Remakes de alvoradas no morro, compositores vestidos de branco como anjos do tempo e da paciência. Como os milagres acontecem, éramos de novo uma sociedade nacional. Mas quem anunciava essa nova procissão de milagres era a mesmíssima elite em estado de secessão, rentista e dolarizada, embalada pelas novas promessas de um capitalismo de fundos de pensão. Desrecalque de alívio. O não-acontecimento de uma ruptura que nunca estivera nos planos de ninguém, outro suave fiasco, esse realmente histórico. Abortara afinal a cultura da reclamação.

Mede-se o respiro pelas comparações cretinas recorrentes. Na Venezuela, a gesticulação de um bufão deflagrara uma contra-revolução, assim sem mais. Na vizinha Argentina, o vírus populista do ressentimento consumira as derradeiras energias. O Brasil se transformara enfim numa ONG torrencial. Vamos ver a quem será apresentada a conta.

Folha - A quem será?

Arantes - Sabe-se até bem demais. A economia nacional resume-se hoje ao serviço da dívida para assegurar a renda mínima do capital, como diz o João Sayad, o qual obviamente -o capital, não o João- não tem o menor interesse que ela algum dia seja paga.

Seria o caso até de processar o Estado por lucros cessantes. Deu-se com isso a progressiva terceirização de funções do Estado por uma fauna de ONGs, ressalvadas as boas almas de praxe. Verdadeiras máquinas de sucção e repasse de verba, e tome informalização do trabalho. Tudo isto é sabido, não é de hoje que o sopão do terceiro setor é engrossado por patronesses ao lado de cooperativas de fachada, banqueiros-cidadãos, corretores de inclusão social e por aí afora, nessa nova fronteira de negócios. Mas o principal benefício é sobretudo ideológico.
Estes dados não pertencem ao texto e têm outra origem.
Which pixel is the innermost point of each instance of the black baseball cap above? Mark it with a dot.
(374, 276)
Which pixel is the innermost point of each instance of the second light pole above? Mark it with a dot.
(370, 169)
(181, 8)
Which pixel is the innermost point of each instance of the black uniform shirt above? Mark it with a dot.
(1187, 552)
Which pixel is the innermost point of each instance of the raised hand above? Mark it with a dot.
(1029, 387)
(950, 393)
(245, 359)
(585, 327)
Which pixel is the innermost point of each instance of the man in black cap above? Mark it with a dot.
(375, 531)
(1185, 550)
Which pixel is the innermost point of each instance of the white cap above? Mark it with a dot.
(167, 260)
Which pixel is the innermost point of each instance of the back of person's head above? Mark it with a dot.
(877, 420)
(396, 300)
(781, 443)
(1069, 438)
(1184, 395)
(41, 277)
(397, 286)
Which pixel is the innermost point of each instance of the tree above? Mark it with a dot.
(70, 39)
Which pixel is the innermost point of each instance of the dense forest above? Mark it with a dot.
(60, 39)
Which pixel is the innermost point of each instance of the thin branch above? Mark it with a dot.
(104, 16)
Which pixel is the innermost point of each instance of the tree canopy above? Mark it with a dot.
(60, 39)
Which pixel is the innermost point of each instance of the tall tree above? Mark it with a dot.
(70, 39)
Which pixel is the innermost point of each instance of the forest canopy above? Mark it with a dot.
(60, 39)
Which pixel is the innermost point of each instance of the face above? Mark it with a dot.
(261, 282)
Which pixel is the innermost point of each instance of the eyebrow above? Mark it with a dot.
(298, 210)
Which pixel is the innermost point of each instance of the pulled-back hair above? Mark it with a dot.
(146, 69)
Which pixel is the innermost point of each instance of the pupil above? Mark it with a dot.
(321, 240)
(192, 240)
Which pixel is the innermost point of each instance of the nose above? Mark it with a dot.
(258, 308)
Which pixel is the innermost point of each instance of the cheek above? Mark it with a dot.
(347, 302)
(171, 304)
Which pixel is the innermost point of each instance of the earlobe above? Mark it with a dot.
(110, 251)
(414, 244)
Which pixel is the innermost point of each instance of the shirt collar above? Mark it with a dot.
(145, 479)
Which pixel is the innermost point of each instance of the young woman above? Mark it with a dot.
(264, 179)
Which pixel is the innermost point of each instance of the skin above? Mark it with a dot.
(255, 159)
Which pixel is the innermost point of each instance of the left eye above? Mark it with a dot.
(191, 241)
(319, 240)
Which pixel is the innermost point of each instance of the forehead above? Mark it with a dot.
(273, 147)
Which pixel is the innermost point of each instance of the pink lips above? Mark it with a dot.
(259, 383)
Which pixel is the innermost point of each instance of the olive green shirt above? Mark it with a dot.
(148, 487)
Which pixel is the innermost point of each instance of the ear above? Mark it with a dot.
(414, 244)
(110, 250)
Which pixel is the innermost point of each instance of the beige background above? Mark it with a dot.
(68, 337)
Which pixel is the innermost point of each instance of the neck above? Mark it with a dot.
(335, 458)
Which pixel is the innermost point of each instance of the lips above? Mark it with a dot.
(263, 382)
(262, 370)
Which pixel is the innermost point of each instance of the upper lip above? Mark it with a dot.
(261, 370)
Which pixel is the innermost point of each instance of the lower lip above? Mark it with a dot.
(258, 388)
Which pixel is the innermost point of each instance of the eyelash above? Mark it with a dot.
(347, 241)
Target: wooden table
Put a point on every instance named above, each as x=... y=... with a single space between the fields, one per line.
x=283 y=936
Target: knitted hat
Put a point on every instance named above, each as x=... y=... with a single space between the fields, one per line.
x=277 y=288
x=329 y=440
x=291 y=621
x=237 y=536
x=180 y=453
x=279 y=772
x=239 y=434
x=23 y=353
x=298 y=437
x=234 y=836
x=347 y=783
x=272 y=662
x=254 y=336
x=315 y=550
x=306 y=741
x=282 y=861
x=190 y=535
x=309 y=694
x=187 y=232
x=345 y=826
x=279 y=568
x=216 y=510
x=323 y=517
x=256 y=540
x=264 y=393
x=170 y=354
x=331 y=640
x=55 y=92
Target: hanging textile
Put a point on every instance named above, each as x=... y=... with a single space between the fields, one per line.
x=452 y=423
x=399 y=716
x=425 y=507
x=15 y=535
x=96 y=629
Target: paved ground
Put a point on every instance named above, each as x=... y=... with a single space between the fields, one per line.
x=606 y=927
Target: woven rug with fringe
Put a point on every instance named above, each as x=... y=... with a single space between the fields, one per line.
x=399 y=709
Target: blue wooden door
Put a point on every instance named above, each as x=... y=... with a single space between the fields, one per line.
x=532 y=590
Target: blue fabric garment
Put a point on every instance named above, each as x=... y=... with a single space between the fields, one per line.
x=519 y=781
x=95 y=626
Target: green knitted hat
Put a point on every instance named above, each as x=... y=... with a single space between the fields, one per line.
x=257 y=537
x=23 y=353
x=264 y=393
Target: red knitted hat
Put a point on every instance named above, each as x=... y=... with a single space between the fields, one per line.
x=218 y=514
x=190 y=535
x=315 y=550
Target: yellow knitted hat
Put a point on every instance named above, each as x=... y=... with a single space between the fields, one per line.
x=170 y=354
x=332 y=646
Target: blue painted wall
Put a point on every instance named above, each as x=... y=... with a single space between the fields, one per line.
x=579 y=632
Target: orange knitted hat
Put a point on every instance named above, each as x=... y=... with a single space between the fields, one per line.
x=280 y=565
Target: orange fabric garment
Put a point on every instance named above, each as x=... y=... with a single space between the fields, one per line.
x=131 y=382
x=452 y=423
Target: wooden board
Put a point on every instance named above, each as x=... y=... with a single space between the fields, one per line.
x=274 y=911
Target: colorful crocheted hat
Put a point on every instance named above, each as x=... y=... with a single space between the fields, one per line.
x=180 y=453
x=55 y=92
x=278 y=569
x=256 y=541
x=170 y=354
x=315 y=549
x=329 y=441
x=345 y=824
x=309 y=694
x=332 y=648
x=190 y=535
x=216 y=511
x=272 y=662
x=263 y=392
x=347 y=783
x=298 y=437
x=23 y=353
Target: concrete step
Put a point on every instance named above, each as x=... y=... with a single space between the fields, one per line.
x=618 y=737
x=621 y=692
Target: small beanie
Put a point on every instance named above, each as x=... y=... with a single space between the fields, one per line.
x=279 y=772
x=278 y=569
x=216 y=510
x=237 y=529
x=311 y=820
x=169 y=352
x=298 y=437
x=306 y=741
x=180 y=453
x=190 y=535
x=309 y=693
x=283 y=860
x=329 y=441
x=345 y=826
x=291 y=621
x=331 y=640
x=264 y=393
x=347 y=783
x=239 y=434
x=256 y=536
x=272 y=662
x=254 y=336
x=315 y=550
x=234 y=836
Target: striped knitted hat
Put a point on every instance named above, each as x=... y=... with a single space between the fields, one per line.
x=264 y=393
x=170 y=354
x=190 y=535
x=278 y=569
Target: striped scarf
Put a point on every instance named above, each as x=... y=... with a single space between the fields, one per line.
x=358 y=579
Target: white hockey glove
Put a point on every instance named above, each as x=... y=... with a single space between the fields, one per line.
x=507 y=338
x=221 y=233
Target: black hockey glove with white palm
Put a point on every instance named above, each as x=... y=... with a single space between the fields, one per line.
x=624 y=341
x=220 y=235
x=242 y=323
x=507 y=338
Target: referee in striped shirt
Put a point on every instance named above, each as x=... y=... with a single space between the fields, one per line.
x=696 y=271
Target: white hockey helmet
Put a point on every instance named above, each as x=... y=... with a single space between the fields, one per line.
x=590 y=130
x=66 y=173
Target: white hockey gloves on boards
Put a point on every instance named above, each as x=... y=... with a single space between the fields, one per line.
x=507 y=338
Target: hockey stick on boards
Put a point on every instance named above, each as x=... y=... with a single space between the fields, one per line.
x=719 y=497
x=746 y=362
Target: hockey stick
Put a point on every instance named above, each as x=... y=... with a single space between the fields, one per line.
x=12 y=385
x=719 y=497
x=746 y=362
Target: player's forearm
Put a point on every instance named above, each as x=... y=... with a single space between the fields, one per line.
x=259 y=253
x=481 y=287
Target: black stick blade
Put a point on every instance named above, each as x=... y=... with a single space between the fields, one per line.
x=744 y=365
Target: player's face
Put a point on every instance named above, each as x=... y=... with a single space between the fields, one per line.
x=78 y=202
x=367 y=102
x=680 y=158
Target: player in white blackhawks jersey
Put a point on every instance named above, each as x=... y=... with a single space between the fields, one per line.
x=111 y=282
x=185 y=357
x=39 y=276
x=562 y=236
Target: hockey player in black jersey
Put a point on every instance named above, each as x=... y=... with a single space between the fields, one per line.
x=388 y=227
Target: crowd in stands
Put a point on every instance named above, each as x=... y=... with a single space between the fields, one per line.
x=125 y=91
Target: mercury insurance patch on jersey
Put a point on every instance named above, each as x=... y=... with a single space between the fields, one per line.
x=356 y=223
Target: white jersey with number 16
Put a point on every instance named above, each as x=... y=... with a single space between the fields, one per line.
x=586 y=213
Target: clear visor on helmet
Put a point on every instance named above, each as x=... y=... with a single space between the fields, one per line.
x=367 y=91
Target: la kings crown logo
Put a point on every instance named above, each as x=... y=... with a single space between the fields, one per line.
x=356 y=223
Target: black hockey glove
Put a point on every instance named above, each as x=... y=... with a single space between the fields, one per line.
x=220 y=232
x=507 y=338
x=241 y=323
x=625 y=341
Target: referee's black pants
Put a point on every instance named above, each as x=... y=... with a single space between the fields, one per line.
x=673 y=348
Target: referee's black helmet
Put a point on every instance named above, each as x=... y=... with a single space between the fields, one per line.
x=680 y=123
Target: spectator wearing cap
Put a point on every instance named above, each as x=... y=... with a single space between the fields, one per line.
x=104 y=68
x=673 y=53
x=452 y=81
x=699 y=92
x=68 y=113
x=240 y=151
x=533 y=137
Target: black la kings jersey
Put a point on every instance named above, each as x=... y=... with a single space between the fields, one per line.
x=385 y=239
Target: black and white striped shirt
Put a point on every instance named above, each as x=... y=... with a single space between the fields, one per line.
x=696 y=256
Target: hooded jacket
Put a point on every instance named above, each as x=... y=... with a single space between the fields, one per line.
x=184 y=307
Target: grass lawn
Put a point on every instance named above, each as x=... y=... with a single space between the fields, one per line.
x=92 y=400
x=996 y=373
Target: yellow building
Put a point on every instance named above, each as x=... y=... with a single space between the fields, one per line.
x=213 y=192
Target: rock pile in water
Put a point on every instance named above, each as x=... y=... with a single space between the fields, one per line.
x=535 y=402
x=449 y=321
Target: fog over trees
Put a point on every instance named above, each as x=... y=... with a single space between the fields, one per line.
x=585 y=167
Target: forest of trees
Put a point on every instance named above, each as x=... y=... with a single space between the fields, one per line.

A barafunda mental disseminada pela parolagem da responsabilidade social e outros malabarismos de marketing. Eficácia ideológica assegurada por uma linguagem híbrida -novo jargão da autenticidade. A fome de transcendência parece ter voltado com força total com a "sociedade civil". Medida profilática de higiene política: todo o dia ao se levantar prometer não empregar a dita cuja e seus derivados e similares.

Como isso ainda é remoto no Brasil, mas não a sua aura, deixo de lado outra dimensão-chave do terceiro setor, o negócio "humanitário" e os "campos" que vai semeando mundo afora nas fronteiras do novo imperialismo. Foi nesse terreno que no fim dos 70 a nova esquerda, hoje nova direita, começou a embarcar na "era da emergência", e emergência como sucedâneo da ultrapassada política do confronto, movida a ressentimento e outras paixões tristes.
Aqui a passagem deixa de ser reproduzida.